PART I: PRELUDE TO KYOTO

Well before the Third Conference of the Parties to the United Nations Framework Convention on Climate Change (UN FCCC) in Kyoto, Japan, in December 1997, concern over climate change had begun to shape renewable energy markets. During the 1970s and 1980s, energy security, air pollution, acid rain, and nuclear fears were the dominant catalysts for renewable energy development; during the 1990s, the need to reduce emissions of greenhouse gases has become an increasingly important impetus. With oil prices at their lowest levels in decades, climate change has become a key policy driver for renewable energy.

The connections between climate policies and renewable energy markets are best seen in Europe. With strong public backing, parliaments in several European countries responded -- even before the signing of the climate treaty in Rio de Janeiro in 1992 -- with a host of important new policy initiatives. In Germany, a generous "electricity feed law" passed in 1991 allowed renewable electricity generators to receive 17 pfennigs (10ó) for each kilowatt-hour generated. A similar law was passed in Denmark, bolstered by strong and consistent tax incentives. In Spain, an electricity feed law and other new incentives were introduced in the mid-1990s.2

In response to these policy changes, Germany's wind power installations went from less than 100 megawatts in 1990 to nearly 2,100 megawatts in 1997, making it the world's leading wind power user.3 Wind installations in Denmark grew from 400 megawatts in 1990 to 1,100 megawatts in 1997, providing 7% of the nation's electricity and making wind turbines its second largest export.4 Spain tripled its wind power capacity in 1996-97.5 Biomass energy development has also benefited from the new pro-renewable energy policies in Europe, particularly in the form of electric power and district heat systems fueled by agricultural and forestry wastes.

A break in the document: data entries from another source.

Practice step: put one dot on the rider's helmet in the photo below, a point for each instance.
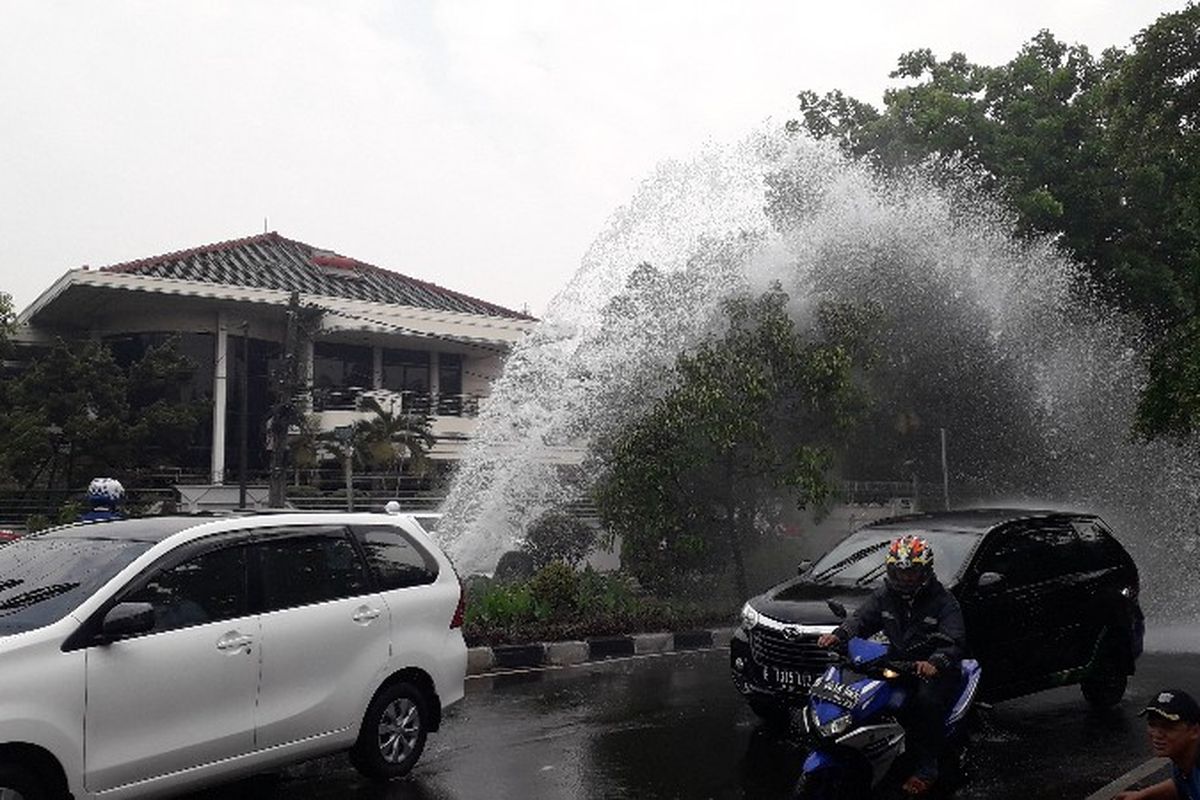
(910, 564)
(105, 493)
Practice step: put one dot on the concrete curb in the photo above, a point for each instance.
(481, 661)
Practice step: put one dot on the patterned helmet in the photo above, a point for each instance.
(105, 493)
(910, 565)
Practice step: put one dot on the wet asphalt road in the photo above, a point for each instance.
(673, 727)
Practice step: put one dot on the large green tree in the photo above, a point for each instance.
(1102, 152)
(754, 415)
(75, 413)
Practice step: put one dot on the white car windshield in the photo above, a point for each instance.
(46, 577)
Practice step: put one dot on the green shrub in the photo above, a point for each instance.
(70, 512)
(514, 566)
(555, 590)
(37, 522)
(497, 605)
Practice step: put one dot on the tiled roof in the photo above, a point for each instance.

The Japanese government, driven by a push for dominance of the solar industry as well as by concern about climate change, quickly built up its solar photovoltaic (PV) market in the 1990s. The government's focus is on its solar home program, which includes a strong net-metering law as well as a generous government subsidy (although that is now being gradually reduced). PV systems were installed on 9,400 homes in 1997, and the program's goal is 70,000 homes by 2000.6

In the United States, Canada, and Australia, governments have been less responsive to climate change issues, and have done less to open new renewable energy business opportunities in the 1990s. Modest policies such as the U.S. renewable electricity generation tax incentive of 1992 have been negated by the early stages of electric industry restructuring and the associated financial confusion and defensive postures adopted by many utility companies. The U.S. domestic market now represents less than 10% of the global market in solar power and less than 5% of the worldwide wind energy market, though it does hold almost a third of the world's installed geothermal electricity capacity.7

In developing countries such as China and India, renewable energy markets have also begun to stir, though they are motivated more by a search for economical alternatives to fossil fuels than by a desire to reduce pollution. These efforts have been assisted, however, by climate-motivated international financing mechanisms such as the Global Environment Facility (GEF), which is providing limited but essential funds for innovative renewable energy projects in developing countries.

These developments have made wind power the world's fastest-growing energy source -- expanding at an annual rate of 25.7% between 1990 and 1997.8 (See Table 1.) The vast majority of that growth has occurred in Europe. Solar power, meanwhile, has grown at 16.8% a year this decade.9 This explosive, environmentally motivated growth in the wind and solar industries has not been replicated in biomass and geothermal energy -- at least so far. Biomass heating and electricity generation are growing rapidly in several Nordic countries, but they have stagnated elsewhere. Geothermal energy growth since the 1973 oil shock has been impressive, growing from 1000 MWp in 1973 to 8000 MWp in 1997. However, growth did slow in the early 1990s, as the least-expensive, most easily exploited geothermal resources are found in countries that have not yet taken climate change seriously, although there are significant exceptions.10

Renewable energy markets have begun to attract the interest of large energy companies in the last couple of years, at least some of it motivated by growing awareness of the climate issue. Enron Corp -- which in 1996 acquired the leading U.S. wind power company, Zond -- announced in 1997 its purchase of the German company Tacke, a wind turbine manufacturer.11 The Japanese trading corporation Tomen, meanwhile, unveiled plans to invest $1.2 billion in wind projects.12 Also in 1997, British Petroleum announced its intention to increase sales of solar products tenfold over the next decade, while Royal Dutch Shell made a $500-million, five-year commitment to renewables.13 These recent announcements virtually guarantee that the next few years will be a dynamic period for international renewable energy markets. But the rate of growth is likely to be affected by a number of uncertainties, including the pace of implementation of the Kyoto Protocol. And numerous important issues regarding key components of the protocol remain to be resolved, some of which will get addressed at the Fourth Conference of the Parties, in Buenos Aires in November 1998.